Prosseguindo no que já vem sendo hábito, a Ar de Filmes/Teatro do Bairro regressa às Ruínas do Museu do Carmo nesta época estival, entre 26 de julho e 19 de agosto, com uma nova criação, desta feita em coprodução com o Instituto Italiano de Cultura, “Os Gigantes da Montanha”, de Luigi Pirandello.
Trata-se de uma estreia para esta companhia, que nunca antes encenou a obra inacabada de Pirandello, escolhida por António Pires por ser uma peça “absolutamente fantástica”, que “fala sobre o teatro na sua essência”.
“Este texto é um texto icónico e é um texto maravilhoso, a beleza do texto, sobretudo, foi o que me levou a querer fazê-lo”, afirmou o encenador à Lusa, considerando que o teatro “é um sítio de imaginação, de sonho, onde podemos ser tudo, podemos dar asas à nossa imaginação, podemos falar de tudo, onde as pessoas são muito livres, e não só os atores, mas também quem assiste”.
Segundo António Pires, este espetáculo “tem algumas situações cómicas”, mas é sitio que “não tem comparação com a vida”.
“Uma companhia de teatro chega a um sítio descrito como fora do mundo e do tempo, mas que para mim é uma metáfora para um palco”, acrescenta.
As personagens são uma vedeta, “com os tiques de vedeta, a falar alto, cheia de tiques e de razões e de vontades”, um cómico, um ator muito burro, um conde que é o marido da vedeta, que arruinou toda a fortuna no teatro, um personagem mais velho, e uma outra atriz mais certinha, não tão brilhante, nem louca, com os pés assentes na terra.
Nesta história, de um lado, há o grupo de marginais liderados pelo mágico poeta Cotrone (Adriano Luz), do outro, a trupe da Condessa (Sofia Marques), um grupo de atores, fatigados, desiludidos com a vida, que deambula, de terra em terra, à procura de público.
Encontram-se no sopé da montanha, um sítio que se situa entre dois mundos, entre a vida e a morte e onde existe a possibilidade de as personagens se libertarem do peso que carregam na consciência.
“Isto é a personificação dos tipos de uma companhia de teatro, mas também são diversos tipos de pessoas.
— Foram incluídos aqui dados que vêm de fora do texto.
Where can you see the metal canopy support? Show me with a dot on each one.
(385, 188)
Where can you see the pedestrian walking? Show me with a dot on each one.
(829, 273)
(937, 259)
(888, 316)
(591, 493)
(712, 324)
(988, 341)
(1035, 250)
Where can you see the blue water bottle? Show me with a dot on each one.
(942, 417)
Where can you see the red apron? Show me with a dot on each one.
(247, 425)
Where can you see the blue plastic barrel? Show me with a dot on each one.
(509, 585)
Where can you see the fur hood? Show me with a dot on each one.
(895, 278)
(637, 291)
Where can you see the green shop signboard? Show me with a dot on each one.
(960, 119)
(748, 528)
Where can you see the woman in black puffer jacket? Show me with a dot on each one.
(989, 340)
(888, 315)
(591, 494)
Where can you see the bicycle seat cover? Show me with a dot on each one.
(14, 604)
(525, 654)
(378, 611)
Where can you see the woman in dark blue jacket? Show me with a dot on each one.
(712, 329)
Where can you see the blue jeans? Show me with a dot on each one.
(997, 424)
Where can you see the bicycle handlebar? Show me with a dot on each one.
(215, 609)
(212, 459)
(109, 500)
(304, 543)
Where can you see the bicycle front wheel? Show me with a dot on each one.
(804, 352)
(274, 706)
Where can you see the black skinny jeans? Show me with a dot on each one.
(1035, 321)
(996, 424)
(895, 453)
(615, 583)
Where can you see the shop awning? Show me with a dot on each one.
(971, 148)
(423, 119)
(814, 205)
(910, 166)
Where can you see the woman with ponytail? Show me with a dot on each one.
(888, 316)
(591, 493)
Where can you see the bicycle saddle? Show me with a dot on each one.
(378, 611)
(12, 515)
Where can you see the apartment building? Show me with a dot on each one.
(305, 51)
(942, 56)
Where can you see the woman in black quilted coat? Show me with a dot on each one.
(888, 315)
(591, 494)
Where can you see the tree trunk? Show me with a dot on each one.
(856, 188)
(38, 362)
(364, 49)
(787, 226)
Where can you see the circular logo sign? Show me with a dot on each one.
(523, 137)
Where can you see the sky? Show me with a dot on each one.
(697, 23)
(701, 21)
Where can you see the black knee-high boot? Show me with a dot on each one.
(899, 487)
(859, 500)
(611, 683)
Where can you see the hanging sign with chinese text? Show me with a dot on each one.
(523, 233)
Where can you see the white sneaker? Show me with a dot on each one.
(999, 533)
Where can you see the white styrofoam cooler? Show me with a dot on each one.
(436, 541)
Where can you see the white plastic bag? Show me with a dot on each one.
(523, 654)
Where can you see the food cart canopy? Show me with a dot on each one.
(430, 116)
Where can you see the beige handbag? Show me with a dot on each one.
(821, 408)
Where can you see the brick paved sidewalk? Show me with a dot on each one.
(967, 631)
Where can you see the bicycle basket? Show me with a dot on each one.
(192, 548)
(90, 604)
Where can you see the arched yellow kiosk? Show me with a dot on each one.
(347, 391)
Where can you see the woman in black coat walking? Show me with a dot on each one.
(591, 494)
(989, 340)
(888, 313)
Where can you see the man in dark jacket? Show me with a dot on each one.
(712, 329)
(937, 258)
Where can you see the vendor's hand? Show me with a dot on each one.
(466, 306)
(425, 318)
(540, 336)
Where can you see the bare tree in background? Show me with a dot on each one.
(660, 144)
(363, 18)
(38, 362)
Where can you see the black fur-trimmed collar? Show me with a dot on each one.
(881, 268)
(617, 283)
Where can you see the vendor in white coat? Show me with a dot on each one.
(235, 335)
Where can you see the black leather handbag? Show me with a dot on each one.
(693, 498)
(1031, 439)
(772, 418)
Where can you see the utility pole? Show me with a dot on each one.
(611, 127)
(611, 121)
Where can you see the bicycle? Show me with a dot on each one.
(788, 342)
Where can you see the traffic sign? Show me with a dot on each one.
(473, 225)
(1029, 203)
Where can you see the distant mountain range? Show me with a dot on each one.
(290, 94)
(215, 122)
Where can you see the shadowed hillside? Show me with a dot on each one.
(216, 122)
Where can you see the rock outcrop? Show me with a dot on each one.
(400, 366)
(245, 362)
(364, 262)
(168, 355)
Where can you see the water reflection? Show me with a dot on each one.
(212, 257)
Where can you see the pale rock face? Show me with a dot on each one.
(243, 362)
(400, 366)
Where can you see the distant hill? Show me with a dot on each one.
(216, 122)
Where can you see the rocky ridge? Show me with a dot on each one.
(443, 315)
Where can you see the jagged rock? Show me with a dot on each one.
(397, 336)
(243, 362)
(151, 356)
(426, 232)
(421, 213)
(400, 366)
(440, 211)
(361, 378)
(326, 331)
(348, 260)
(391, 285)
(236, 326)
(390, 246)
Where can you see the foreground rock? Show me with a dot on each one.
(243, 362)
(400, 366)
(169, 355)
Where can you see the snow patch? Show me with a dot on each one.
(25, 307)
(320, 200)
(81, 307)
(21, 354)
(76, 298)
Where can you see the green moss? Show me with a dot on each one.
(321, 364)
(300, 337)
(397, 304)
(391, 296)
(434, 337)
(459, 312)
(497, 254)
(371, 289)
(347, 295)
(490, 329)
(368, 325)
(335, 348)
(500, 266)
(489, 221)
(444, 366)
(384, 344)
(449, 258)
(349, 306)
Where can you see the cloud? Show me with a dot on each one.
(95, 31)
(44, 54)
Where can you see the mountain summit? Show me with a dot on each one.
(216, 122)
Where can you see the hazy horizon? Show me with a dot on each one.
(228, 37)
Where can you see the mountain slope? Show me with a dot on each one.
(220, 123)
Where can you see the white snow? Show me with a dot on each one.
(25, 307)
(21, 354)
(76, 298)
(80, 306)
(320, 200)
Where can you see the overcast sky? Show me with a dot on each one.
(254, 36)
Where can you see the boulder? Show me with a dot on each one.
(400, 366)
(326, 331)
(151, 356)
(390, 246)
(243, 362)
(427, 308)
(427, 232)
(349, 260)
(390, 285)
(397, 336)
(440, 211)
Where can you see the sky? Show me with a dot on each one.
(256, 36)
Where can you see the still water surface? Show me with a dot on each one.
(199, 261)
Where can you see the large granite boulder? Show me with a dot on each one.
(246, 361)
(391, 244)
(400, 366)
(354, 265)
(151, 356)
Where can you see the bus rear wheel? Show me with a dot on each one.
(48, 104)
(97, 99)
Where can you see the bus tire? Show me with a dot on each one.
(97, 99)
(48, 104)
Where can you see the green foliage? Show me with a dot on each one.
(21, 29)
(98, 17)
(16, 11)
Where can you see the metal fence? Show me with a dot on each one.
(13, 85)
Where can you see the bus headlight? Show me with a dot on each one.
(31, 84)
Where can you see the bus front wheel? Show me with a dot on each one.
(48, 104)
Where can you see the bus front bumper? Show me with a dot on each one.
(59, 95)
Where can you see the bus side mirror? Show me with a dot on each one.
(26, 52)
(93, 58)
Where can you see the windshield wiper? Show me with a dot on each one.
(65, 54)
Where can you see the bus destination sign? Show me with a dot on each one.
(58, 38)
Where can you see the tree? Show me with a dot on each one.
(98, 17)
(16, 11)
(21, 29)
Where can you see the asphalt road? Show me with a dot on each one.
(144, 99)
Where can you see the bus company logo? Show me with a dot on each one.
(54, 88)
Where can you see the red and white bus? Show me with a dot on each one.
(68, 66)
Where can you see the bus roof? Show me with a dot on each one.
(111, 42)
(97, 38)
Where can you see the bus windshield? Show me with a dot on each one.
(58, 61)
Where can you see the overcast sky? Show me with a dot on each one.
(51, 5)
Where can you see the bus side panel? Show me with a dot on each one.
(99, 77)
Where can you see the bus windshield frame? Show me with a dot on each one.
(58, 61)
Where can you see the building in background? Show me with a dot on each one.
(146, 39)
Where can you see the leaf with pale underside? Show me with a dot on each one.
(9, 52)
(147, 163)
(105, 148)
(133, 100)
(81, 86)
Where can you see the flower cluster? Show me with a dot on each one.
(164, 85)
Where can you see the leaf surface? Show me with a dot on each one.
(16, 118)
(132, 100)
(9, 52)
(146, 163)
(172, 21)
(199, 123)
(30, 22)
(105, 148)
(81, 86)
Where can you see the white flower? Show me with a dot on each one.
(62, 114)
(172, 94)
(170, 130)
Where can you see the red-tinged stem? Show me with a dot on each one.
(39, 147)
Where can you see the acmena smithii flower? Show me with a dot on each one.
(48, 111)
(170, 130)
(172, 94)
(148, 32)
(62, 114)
Chegam àquele sítio no momento em que a peça está a falhar, em que não tem sucesso nenhum, (…) e encontram as pessoas que vivem naquele sítio absolutamente mágico, onde podem fazer tudo”, mas que é também um lugar de “muita sinceridade”, em que "os personagens começam a desvendar o que é mais íntimo e onde podem fazer o espetáculo só para eles, sem precisarem da aceitação dos outros”, explica António Pires.
Mas perante a exigência da condessa de apresentar a peça perante um público, Cotrone explica que os únicos seres a quem podem apresentar são os gigantes que vivem na montanha, mas que estão muito ocupados com outras coisas, distraídos nas suas vidas.
A certa altura há um ruído, começam a ouvir os gigantes, e a última frase é “tenho medo”.
“É uma peça inacabada. Ela acaba aqui, porque Pirandello morreu antes de terminar”, disse António Pires acrescentando: “Há uma versão escrita pelo filho de Pirandello que conta a história de eles terem ido aos gigantes, mas eu mantive esta versão, acho que termina muito bem, este medo, esta incerteza de ir ou não, de continuar, de dizer… Deixo isso para o público, gosto imenso de isto acabar assim, as pessoas são livres de imaginar o que quiserem”.
Nas palavras do próprio dramaturgo italiano, esta é “uma espécie de tragédia humorística”, um paradoxo que sugere uma matiz contraditória, uma mistura de sombras e luz, de encantos e crueldade.
Na opinião de António Pires, apesar de ter mais de 80 anos, esta é uma peça “contemporânea”, uma parábola sobre o valor da arte num mundo dominado por gigantes impregnados apenas de lógicas economicistas e de lucro, com a intenção de firmar uma critica sobre a desvalorização do teatro em tempos em que a obra artística tende a ser extremamente realista e objetiva.
Legendado em inglês, o espetáculo conta ainda com as interpretações de Alexandra Rosa, Alexandre Jerónimo, Cassiano Carneiro, Catarina Vicente, David Almeida, Graciano Dias, João Araújo, João Sá Nogueira, João Veloso e Mariana Branco.